The Paris that Woody Allen delights in most is actually Paris in the 1920s, the golden age as Gil sees it. He takes these surreal nightly adventures where he experiences the legendary writers and artists of the time, from F. Scott Fitzgerald to Ernest Hemmingway to Gertrude Stein. It's at once both mesmerizing and laid back in feeling, and it's clear why Gil goes back again and again. Allen makes it all more fantastic by not denouncing it as a flight of drunken fancy or psychological detriment, but being a genuine magical journey.

I'm not surprised if Woody Allen wanted to make a period piece about Hemingway, Fitzgerald, and Picasso, and found this to be the easiest way to get it done. Many of the characters have completely rounded arcs emotionally, transcending being simple caricatures. A few aren't entirely rounded out, with Man Ray and Luis Bunuel being just cameos, yet delightful ones. Adrien Brody has a short and zany appearance as Salvador Dali, and he offers one of the most delightful comedic exchanges of the film.

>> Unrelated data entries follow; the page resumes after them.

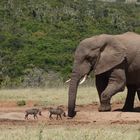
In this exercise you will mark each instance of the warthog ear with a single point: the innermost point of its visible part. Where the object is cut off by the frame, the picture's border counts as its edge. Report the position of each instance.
(111, 55)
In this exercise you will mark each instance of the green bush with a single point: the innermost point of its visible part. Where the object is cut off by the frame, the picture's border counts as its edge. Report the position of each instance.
(21, 103)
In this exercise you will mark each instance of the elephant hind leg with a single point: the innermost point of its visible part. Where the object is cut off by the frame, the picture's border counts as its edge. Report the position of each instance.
(138, 93)
(129, 102)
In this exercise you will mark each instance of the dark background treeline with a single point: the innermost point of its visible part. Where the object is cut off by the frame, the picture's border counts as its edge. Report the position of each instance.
(38, 37)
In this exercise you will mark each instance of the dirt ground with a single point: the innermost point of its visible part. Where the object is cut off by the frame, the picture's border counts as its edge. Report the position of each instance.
(11, 114)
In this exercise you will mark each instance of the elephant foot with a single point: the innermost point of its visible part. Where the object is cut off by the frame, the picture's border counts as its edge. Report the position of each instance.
(71, 114)
(104, 107)
(127, 109)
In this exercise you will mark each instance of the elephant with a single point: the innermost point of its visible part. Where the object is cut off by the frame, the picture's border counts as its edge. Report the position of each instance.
(115, 60)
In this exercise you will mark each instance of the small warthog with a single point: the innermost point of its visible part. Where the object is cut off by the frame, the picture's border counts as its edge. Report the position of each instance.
(33, 111)
(56, 111)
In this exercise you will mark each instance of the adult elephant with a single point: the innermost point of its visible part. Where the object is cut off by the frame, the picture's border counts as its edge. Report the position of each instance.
(115, 60)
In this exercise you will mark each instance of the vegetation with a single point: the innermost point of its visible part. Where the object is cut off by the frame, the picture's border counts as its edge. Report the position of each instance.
(21, 103)
(38, 37)
(91, 132)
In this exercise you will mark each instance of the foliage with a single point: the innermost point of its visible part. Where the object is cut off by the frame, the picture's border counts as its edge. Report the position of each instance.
(43, 34)
(21, 103)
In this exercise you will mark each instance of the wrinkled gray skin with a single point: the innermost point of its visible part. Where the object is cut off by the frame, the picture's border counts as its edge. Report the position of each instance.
(56, 111)
(115, 60)
(33, 112)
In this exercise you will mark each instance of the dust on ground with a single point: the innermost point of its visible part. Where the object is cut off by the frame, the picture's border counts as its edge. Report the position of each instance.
(11, 114)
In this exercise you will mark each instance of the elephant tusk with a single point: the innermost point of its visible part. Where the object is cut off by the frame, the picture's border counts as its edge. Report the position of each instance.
(68, 81)
(83, 80)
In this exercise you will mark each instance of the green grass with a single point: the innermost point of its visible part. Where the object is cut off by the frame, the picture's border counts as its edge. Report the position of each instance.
(88, 132)
(55, 96)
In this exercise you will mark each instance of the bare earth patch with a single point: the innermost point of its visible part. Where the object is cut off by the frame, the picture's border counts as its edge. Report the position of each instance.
(87, 114)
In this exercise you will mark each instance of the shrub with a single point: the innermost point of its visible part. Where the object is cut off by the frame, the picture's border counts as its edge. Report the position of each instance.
(21, 103)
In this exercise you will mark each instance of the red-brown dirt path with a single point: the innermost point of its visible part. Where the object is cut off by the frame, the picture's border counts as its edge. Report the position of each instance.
(87, 114)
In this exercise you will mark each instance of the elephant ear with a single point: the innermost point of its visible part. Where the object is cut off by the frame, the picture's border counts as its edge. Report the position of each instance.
(111, 55)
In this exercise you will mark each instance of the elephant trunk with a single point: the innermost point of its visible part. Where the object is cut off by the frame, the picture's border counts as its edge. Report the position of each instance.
(72, 94)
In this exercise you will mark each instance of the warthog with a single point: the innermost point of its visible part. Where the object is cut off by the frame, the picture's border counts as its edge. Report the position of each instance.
(33, 111)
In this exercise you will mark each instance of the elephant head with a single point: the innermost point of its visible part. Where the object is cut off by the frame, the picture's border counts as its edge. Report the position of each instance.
(99, 53)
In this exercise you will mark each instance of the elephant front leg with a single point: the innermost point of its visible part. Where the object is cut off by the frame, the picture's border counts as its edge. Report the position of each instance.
(129, 102)
(116, 84)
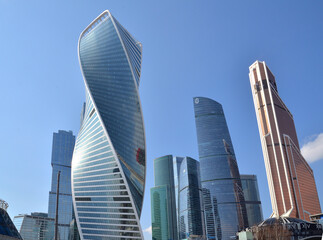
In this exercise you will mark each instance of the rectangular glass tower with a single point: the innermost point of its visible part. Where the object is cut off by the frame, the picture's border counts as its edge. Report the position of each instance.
(62, 151)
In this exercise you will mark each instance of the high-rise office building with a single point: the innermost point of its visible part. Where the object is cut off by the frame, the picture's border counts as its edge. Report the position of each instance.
(163, 200)
(176, 199)
(291, 180)
(190, 218)
(109, 159)
(62, 152)
(8, 230)
(36, 226)
(223, 200)
(252, 199)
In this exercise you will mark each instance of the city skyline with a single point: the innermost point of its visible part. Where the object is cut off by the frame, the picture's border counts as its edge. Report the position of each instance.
(216, 66)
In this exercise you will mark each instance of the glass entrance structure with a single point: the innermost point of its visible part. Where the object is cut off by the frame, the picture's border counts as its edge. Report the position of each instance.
(109, 159)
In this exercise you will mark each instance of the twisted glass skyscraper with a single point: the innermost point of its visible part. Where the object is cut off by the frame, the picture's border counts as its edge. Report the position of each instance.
(223, 200)
(108, 166)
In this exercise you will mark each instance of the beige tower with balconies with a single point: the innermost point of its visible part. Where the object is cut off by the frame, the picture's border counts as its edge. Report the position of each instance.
(291, 180)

There's so much boundless creativity that Woody Allen displays with these depictions of such well known literary and artistic icons. Corey Stoll puts some boisterous charm and hubris to work that you'd always expect to find in a writer like Ernest Hemingway, and the moment he comes on screen, you get the idea of what writers were like back then. They were partying rock stars of an elegant but not stuffy nature, and Hemingway is the best depiction of such. Tom Hiddleston and Alison Pill play F. Scott and Zelda Fitzgerald, respectively, and while Hiddleston is humble and eager in the role, Pill is just bursting with all kinds of emotion and charisma. She's a perfect performance, but a small one.

Kathy Bates plays Gertrude Stein, who acts nicely as the voice of confidence that builds Gil into the writer he wants to be. Bates always brings that sort of motherly attention and criticism that works wonderfully for this role. The standout of the group, however, is Marion Cotillard as Adriana, a beautiful French girl whose ideas of love, passion, and nostalgia align up perfectly with Gil, and the two end up forming a relationship of sorts. It never feels impossible, as the unsureness and naivety that Gil is bashful of are the reasons Adriana finds him so fascinating. Cotillard has a constant magnetism about her, further stunning us with her beauty in every role that she takes.

Rachel McAdams plays Inez, continuing to inspire hatred in her mostly antagonistic roles, but Allen imparts with her and her family the real world sensibilities that clash with Woody Allen's ideals of love and passion. It's a rather specific sort of betrayal that no one other than Woody Allen could nail. Lea Seydoux plays a modern day antiquities dealer who Gil encounters, and she has such a bright enjoyment of the now that works subtly to keep the film from reeling off course. The problems with the film are when it starts saying things a tad too overtly.

The film is a wonderful depiction of nostalgia and how it can be sweet, but can also be destructive in a way. One the long car ride home after leaving the theater, I couldn't help but admire the beautiful scenery, despite the seemingly disgusting weather outside. It's a film that alters a world view ever so slightly. The cinematography dances in rich hues deeper yellows as we go into the past, as the nightlife of Paris is by far the most beautiful. Owen Wilson, unsuspectingly so, is the true star of this film. He is a surprisingly perfect stand in for Woody Allen's usual title role, and rather than smooth over it as nothing, his face is taken advantage of for all the broken accuracy that it has. Midnight in Paris absolutely refuses to be cynical, but inspiring by not running away from it, but towards it guns-a-blazing. Not quite as good as Vicky Christina Barcelona, but I'm far from complaining.